Still, in fast-growing Florida, that problem does not necessarily produce down-and-out neighborhoods: Residents who can’t afford to make repairs are forced to sell at bargain prices to investors who can. And as the memory of the hurricane fades, a simple logic asserts itself: New homes are worth more than old ones, and land by the water is still worth more than land away from it.
Holes in flood insurance coverage are also balanced out by the National Flood Insurance Program’s generous subsidies for homeowners in dangerous locations. While premiums have gone up in recent years, and coverage maxes out at $250,000, the program still constitutes a security blanket on Florida’s Gulf Coast, where coverage rates are high. Unlike other ways the government might provide aid after a disaster, flood insurance subsidy is a place-based recovery program that is designed to keep people in their communities, which can produce a lock-in effect.
Other skeptics of Florida’s magnetic pull on Americans from colder climes point to the state’s regular home insurance market, in which insurers are raising premiums and dropping coverage, pushing residents to the state-run Citizens Property Insurance Corporation, the so-called insurer of last resort. Indeed, premiums in Florida can be three or four times higher than for comparable homes elsewhere in the country. Those costs may push home prices down, as buyers adjust what they’re willing to pay, but it is also likely to make coastal Florida living a more premium experience.
A related, Florida-specific example of the high costs of adaptation can be seen in the state’s condo buildings, which drew new scrutiny after the 2021 collapse in Surfside, north of Miami, which killed 98 people. Since then, the state has passed tough new laws to force older condo buildings to save more money, conduct inspections, and undertake expensive repairs. Some owners find they can’t foot the bill, and prices have fallen in buildings with big new maintenance assessments. But that does not translate into affordability for buyers—just a loss for sellers.

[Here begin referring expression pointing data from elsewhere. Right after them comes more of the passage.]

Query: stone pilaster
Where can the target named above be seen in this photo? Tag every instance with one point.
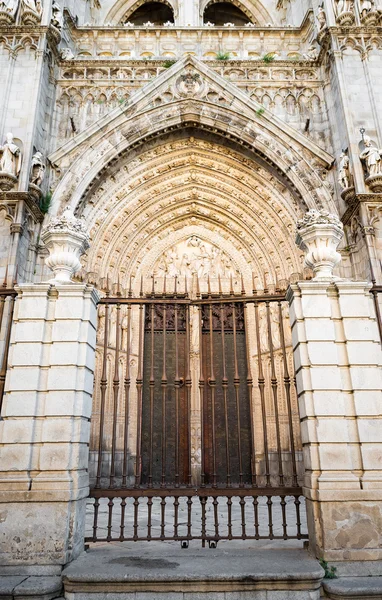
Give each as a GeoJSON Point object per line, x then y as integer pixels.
{"type": "Point", "coordinates": [44, 432]}
{"type": "Point", "coordinates": [339, 379]}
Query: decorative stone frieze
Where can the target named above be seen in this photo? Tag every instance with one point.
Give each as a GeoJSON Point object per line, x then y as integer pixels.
{"type": "Point", "coordinates": [318, 235]}
{"type": "Point", "coordinates": [67, 239]}
{"type": "Point", "coordinates": [8, 9]}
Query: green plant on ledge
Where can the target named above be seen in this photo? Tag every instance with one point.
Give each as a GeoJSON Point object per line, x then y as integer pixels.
{"type": "Point", "coordinates": [330, 572]}
{"type": "Point", "coordinates": [223, 56]}
{"type": "Point", "coordinates": [45, 202]}
{"type": "Point", "coordinates": [268, 58]}
{"type": "Point", "coordinates": [169, 63]}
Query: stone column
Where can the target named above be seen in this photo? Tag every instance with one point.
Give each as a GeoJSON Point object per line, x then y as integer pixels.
{"type": "Point", "coordinates": [339, 380]}
{"type": "Point", "coordinates": [44, 432]}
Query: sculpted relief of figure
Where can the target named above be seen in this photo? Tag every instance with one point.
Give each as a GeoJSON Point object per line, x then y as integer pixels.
{"type": "Point", "coordinates": [372, 157]}
{"type": "Point", "coordinates": [366, 6]}
{"type": "Point", "coordinates": [343, 6]}
{"type": "Point", "coordinates": [57, 18]}
{"type": "Point", "coordinates": [9, 6]}
{"type": "Point", "coordinates": [345, 178]}
{"type": "Point", "coordinates": [194, 257]}
{"type": "Point", "coordinates": [10, 157]}
{"type": "Point", "coordinates": [38, 170]}
{"type": "Point", "coordinates": [34, 5]}
{"type": "Point", "coordinates": [321, 18]}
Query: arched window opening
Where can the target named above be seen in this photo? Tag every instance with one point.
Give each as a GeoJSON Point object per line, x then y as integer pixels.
{"type": "Point", "coordinates": [221, 13]}
{"type": "Point", "coordinates": [153, 12]}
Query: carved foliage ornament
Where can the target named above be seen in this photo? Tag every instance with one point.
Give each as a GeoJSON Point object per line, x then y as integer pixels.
{"type": "Point", "coordinates": [318, 235]}
{"type": "Point", "coordinates": [67, 239]}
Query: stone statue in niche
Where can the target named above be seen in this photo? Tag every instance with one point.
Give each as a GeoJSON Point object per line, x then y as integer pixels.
{"type": "Point", "coordinates": [344, 176]}
{"type": "Point", "coordinates": [195, 257]}
{"type": "Point", "coordinates": [34, 5]}
{"type": "Point", "coordinates": [344, 6]}
{"type": "Point", "coordinates": [312, 53]}
{"type": "Point", "coordinates": [372, 157]}
{"type": "Point", "coordinates": [10, 157]}
{"type": "Point", "coordinates": [38, 169]}
{"type": "Point", "coordinates": [9, 7]}
{"type": "Point", "coordinates": [366, 6]}
{"type": "Point", "coordinates": [321, 18]}
{"type": "Point", "coordinates": [66, 54]}
{"type": "Point", "coordinates": [57, 17]}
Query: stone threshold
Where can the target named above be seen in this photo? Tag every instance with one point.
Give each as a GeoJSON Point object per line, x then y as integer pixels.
{"type": "Point", "coordinates": [354, 588]}
{"type": "Point", "coordinates": [30, 587]}
{"type": "Point", "coordinates": [169, 572]}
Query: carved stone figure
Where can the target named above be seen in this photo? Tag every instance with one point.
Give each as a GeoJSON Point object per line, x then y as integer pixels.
{"type": "Point", "coordinates": [344, 6]}
{"type": "Point", "coordinates": [10, 161]}
{"type": "Point", "coordinates": [34, 5]}
{"type": "Point", "coordinates": [344, 175]}
{"type": "Point", "coordinates": [372, 157]}
{"type": "Point", "coordinates": [57, 17]}
{"type": "Point", "coordinates": [38, 170]}
{"type": "Point", "coordinates": [321, 18]}
{"type": "Point", "coordinates": [366, 6]}
{"type": "Point", "coordinates": [66, 54]}
{"type": "Point", "coordinates": [9, 6]}
{"type": "Point", "coordinates": [312, 53]}
{"type": "Point", "coordinates": [194, 257]}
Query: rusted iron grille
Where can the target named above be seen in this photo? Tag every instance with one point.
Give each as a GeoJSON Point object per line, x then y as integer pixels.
{"type": "Point", "coordinates": [195, 417]}
{"type": "Point", "coordinates": [7, 303]}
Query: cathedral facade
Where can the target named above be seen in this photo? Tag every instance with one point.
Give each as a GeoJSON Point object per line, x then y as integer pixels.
{"type": "Point", "coordinates": [191, 251]}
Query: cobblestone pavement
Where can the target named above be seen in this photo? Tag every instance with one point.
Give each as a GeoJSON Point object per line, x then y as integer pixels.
{"type": "Point", "coordinates": [222, 511]}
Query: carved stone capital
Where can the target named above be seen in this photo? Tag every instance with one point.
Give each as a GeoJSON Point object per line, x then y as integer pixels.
{"type": "Point", "coordinates": [7, 181]}
{"type": "Point", "coordinates": [67, 239]}
{"type": "Point", "coordinates": [318, 235]}
{"type": "Point", "coordinates": [375, 183]}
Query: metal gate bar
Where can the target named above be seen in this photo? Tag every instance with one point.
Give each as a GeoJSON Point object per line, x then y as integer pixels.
{"type": "Point", "coordinates": [144, 450]}
{"type": "Point", "coordinates": [7, 303]}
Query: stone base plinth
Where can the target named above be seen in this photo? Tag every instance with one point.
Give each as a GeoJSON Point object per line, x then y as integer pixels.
{"type": "Point", "coordinates": [346, 530]}
{"type": "Point", "coordinates": [40, 533]}
{"type": "Point", "coordinates": [156, 571]}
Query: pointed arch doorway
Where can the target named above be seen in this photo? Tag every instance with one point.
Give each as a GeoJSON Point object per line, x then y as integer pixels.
{"type": "Point", "coordinates": [195, 428]}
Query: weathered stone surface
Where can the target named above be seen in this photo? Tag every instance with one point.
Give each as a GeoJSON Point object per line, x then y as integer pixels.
{"type": "Point", "coordinates": [354, 588]}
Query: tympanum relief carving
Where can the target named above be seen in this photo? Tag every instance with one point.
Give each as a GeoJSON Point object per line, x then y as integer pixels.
{"type": "Point", "coordinates": [195, 257]}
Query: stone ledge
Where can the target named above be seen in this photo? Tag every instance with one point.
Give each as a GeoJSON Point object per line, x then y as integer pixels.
{"type": "Point", "coordinates": [124, 572]}
{"type": "Point", "coordinates": [354, 588]}
{"type": "Point", "coordinates": [21, 587]}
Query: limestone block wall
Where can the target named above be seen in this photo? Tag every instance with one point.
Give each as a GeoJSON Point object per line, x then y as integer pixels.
{"type": "Point", "coordinates": [339, 380]}
{"type": "Point", "coordinates": [44, 430]}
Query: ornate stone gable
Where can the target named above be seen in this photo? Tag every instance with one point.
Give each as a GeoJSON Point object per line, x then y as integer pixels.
{"type": "Point", "coordinates": [178, 98]}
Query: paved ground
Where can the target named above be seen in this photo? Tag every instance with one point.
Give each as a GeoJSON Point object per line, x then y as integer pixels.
{"type": "Point", "coordinates": [263, 511]}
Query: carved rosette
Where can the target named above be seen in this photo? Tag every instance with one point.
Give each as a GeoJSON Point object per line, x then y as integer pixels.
{"type": "Point", "coordinates": [67, 239]}
{"type": "Point", "coordinates": [375, 183]}
{"type": "Point", "coordinates": [7, 181]}
{"type": "Point", "coordinates": [346, 18]}
{"type": "Point", "coordinates": [318, 235]}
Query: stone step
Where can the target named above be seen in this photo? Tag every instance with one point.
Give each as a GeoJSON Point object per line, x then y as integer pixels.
{"type": "Point", "coordinates": [26, 587]}
{"type": "Point", "coordinates": [165, 572]}
{"type": "Point", "coordinates": [354, 588]}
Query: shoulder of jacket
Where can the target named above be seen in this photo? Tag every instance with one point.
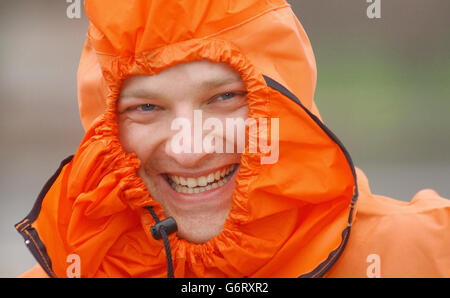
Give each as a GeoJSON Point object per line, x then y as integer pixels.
{"type": "Point", "coordinates": [35, 272]}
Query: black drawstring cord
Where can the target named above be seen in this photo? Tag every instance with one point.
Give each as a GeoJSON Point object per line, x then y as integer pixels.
{"type": "Point", "coordinates": [161, 230]}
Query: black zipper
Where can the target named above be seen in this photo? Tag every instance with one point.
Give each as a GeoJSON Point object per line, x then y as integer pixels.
{"type": "Point", "coordinates": [323, 267]}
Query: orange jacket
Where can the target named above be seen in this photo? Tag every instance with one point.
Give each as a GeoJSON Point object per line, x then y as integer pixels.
{"type": "Point", "coordinates": [311, 214]}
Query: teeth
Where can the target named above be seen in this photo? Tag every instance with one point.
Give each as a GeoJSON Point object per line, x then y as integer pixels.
{"type": "Point", "coordinates": [196, 185]}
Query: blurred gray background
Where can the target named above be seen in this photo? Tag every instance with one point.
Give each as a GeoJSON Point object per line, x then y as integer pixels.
{"type": "Point", "coordinates": [383, 88]}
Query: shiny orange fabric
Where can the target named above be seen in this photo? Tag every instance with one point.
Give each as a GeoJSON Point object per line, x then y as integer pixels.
{"type": "Point", "coordinates": [287, 219]}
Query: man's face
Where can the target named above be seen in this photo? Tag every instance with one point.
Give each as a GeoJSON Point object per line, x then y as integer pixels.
{"type": "Point", "coordinates": [193, 188]}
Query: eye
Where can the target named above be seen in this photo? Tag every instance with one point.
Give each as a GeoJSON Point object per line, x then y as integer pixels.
{"type": "Point", "coordinates": [146, 107]}
{"type": "Point", "coordinates": [226, 96]}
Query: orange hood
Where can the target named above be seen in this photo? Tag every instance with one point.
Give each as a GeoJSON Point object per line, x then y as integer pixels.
{"type": "Point", "coordinates": [288, 219]}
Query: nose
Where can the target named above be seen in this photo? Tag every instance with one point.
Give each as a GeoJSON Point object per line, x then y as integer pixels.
{"type": "Point", "coordinates": [185, 146]}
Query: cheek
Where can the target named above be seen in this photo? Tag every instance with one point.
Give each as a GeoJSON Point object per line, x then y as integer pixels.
{"type": "Point", "coordinates": [140, 139]}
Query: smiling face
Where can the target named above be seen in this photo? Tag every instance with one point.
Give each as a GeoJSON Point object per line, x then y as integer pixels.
{"type": "Point", "coordinates": [194, 188]}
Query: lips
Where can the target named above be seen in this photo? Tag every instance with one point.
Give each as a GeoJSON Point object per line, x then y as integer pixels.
{"type": "Point", "coordinates": [191, 185]}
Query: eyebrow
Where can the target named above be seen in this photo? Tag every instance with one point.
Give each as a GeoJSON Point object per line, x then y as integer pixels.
{"type": "Point", "coordinates": [209, 83]}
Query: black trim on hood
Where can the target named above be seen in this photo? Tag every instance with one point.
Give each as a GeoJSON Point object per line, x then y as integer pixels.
{"type": "Point", "coordinates": [30, 235]}
{"type": "Point", "coordinates": [323, 267]}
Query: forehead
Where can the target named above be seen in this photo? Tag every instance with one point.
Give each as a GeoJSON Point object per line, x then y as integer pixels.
{"type": "Point", "coordinates": [197, 74]}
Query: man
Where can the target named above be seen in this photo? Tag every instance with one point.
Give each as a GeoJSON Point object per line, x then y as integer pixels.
{"type": "Point", "coordinates": [138, 200]}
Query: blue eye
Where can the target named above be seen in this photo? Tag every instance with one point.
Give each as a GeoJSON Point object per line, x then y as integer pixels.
{"type": "Point", "coordinates": [147, 107]}
{"type": "Point", "coordinates": [227, 95]}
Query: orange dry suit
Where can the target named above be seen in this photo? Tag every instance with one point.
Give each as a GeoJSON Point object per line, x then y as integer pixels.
{"type": "Point", "coordinates": [310, 214]}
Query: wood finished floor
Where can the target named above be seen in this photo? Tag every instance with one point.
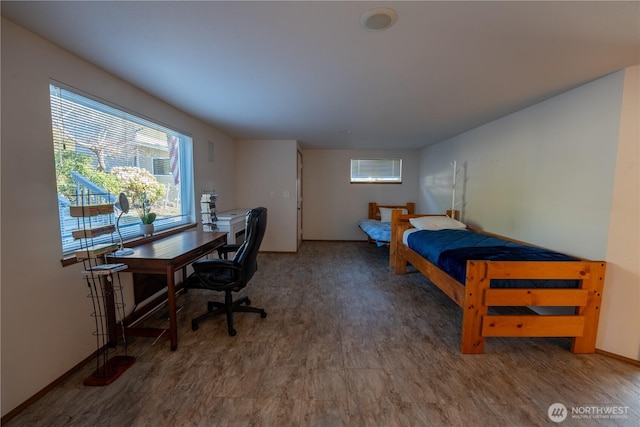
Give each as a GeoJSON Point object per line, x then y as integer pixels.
{"type": "Point", "coordinates": [346, 343]}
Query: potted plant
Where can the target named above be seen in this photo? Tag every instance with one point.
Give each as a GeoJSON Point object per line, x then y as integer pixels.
{"type": "Point", "coordinates": [144, 190]}
{"type": "Point", "coordinates": [146, 216]}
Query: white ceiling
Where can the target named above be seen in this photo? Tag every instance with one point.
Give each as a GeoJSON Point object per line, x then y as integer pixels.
{"type": "Point", "coordinates": [307, 71]}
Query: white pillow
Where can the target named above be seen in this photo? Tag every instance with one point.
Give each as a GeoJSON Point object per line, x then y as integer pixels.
{"type": "Point", "coordinates": [436, 223]}
{"type": "Point", "coordinates": [385, 213]}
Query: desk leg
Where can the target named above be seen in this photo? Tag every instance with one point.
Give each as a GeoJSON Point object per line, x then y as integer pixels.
{"type": "Point", "coordinates": [171, 298]}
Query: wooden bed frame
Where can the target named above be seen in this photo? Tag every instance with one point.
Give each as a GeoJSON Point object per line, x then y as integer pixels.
{"type": "Point", "coordinates": [475, 296]}
{"type": "Point", "coordinates": [374, 212]}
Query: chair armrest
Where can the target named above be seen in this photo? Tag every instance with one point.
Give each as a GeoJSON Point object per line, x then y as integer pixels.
{"type": "Point", "coordinates": [224, 250]}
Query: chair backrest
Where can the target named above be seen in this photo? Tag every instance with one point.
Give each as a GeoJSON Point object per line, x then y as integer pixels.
{"type": "Point", "coordinates": [247, 254]}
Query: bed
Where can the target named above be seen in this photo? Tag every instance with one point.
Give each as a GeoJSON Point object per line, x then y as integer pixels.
{"type": "Point", "coordinates": [377, 226]}
{"type": "Point", "coordinates": [504, 277]}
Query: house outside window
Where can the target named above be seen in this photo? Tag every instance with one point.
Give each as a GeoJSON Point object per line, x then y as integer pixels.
{"type": "Point", "coordinates": [102, 150]}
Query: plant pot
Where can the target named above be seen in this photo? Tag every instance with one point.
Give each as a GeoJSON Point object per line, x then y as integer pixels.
{"type": "Point", "coordinates": [146, 229]}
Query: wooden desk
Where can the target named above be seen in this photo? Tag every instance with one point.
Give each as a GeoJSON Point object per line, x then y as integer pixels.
{"type": "Point", "coordinates": [166, 256]}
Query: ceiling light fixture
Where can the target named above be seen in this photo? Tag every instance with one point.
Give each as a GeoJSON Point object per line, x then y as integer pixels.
{"type": "Point", "coordinates": [378, 19]}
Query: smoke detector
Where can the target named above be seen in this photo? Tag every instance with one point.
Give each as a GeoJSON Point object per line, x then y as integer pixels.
{"type": "Point", "coordinates": [378, 19]}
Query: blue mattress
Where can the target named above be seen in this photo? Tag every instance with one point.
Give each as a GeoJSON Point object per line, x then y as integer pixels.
{"type": "Point", "coordinates": [451, 249]}
{"type": "Point", "coordinates": [378, 231]}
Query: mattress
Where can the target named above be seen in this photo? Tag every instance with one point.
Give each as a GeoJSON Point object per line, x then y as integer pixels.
{"type": "Point", "coordinates": [451, 249]}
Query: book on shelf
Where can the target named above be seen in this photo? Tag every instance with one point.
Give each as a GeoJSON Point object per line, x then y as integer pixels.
{"type": "Point", "coordinates": [96, 250]}
{"type": "Point", "coordinates": [90, 210]}
{"type": "Point", "coordinates": [93, 231]}
{"type": "Point", "coordinates": [104, 269]}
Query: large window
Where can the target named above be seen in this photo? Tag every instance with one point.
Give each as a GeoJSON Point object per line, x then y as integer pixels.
{"type": "Point", "coordinates": [101, 150]}
{"type": "Point", "coordinates": [381, 171]}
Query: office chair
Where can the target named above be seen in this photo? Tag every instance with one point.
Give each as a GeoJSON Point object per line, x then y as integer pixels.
{"type": "Point", "coordinates": [224, 275]}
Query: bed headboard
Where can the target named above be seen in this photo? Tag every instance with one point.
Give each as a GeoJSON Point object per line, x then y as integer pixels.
{"type": "Point", "coordinates": [374, 209]}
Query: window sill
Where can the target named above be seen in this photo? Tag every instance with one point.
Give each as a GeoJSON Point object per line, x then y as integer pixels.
{"type": "Point", "coordinates": [132, 243]}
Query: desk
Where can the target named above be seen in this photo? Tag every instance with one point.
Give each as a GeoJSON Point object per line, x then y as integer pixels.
{"type": "Point", "coordinates": [166, 256]}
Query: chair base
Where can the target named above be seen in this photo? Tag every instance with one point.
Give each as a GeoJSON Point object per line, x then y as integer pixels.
{"type": "Point", "coordinates": [228, 308]}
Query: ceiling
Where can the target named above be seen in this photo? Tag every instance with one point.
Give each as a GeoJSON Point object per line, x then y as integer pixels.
{"type": "Point", "coordinates": [306, 70]}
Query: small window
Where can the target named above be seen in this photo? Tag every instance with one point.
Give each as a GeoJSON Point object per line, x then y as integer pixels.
{"type": "Point", "coordinates": [376, 171]}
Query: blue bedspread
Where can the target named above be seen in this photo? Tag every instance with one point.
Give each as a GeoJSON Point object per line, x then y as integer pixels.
{"type": "Point", "coordinates": [451, 249]}
{"type": "Point", "coordinates": [378, 231]}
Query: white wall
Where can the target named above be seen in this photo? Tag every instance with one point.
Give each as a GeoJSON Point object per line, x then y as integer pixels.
{"type": "Point", "coordinates": [266, 176]}
{"type": "Point", "coordinates": [621, 307]}
{"type": "Point", "coordinates": [46, 323]}
{"type": "Point", "coordinates": [545, 175]}
{"type": "Point", "coordinates": [332, 206]}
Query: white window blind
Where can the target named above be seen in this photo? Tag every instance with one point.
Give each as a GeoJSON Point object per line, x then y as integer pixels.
{"type": "Point", "coordinates": [376, 171]}
{"type": "Point", "coordinates": [101, 150]}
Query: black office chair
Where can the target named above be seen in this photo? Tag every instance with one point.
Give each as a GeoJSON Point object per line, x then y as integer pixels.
{"type": "Point", "coordinates": [228, 276]}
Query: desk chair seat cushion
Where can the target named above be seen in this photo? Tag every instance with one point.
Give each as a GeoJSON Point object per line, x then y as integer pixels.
{"type": "Point", "coordinates": [220, 276]}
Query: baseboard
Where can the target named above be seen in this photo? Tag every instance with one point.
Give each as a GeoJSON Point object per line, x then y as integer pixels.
{"type": "Point", "coordinates": [15, 411]}
{"type": "Point", "coordinates": [618, 357]}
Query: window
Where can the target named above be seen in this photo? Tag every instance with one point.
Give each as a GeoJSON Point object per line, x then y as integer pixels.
{"type": "Point", "coordinates": [102, 150]}
{"type": "Point", "coordinates": [379, 171]}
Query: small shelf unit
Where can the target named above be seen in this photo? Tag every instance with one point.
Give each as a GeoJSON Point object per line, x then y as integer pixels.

And more often, prices go up. According to analysis by the Tampa Bay Times of counties impacted by the Category 5 storm Ian in 2022: “Lee County homes sold in areas with the highest rates of flood insurance claims saw prices roughly 9% higher than those sold in places with less damage.”
If history is any guide, this devastating hurricane season will increase the state’s rents and home prices, rather than drive them down, and Florida’s growth will continue apace.
Then again, as hundred-year-storm chasers know, history may not be much help in the era of unprecedented weather events fueled by a changing climate. The hazards of long-term sea-level rise are distinct from those associated with disaster recovery, which comes with rebuilt, functioning infrastructure and a sense of returning to normal. Future climate change risks are not included in FEMA flood maps, insurance policies, or Florida land-use planning—and seem not to impact the way people consider the risks of coastal property.
It’s that last question that remains the big mystery at the heart of climate migration. Prices may go up as supply contracts, insurance payments flood in, and investment renovates buildings to code; prices may go down as rising premiums and maintenance fees get tacked on. But all else being equal, people still pay a premium to live in the riskiest places. No disaster has changed that calculus yet.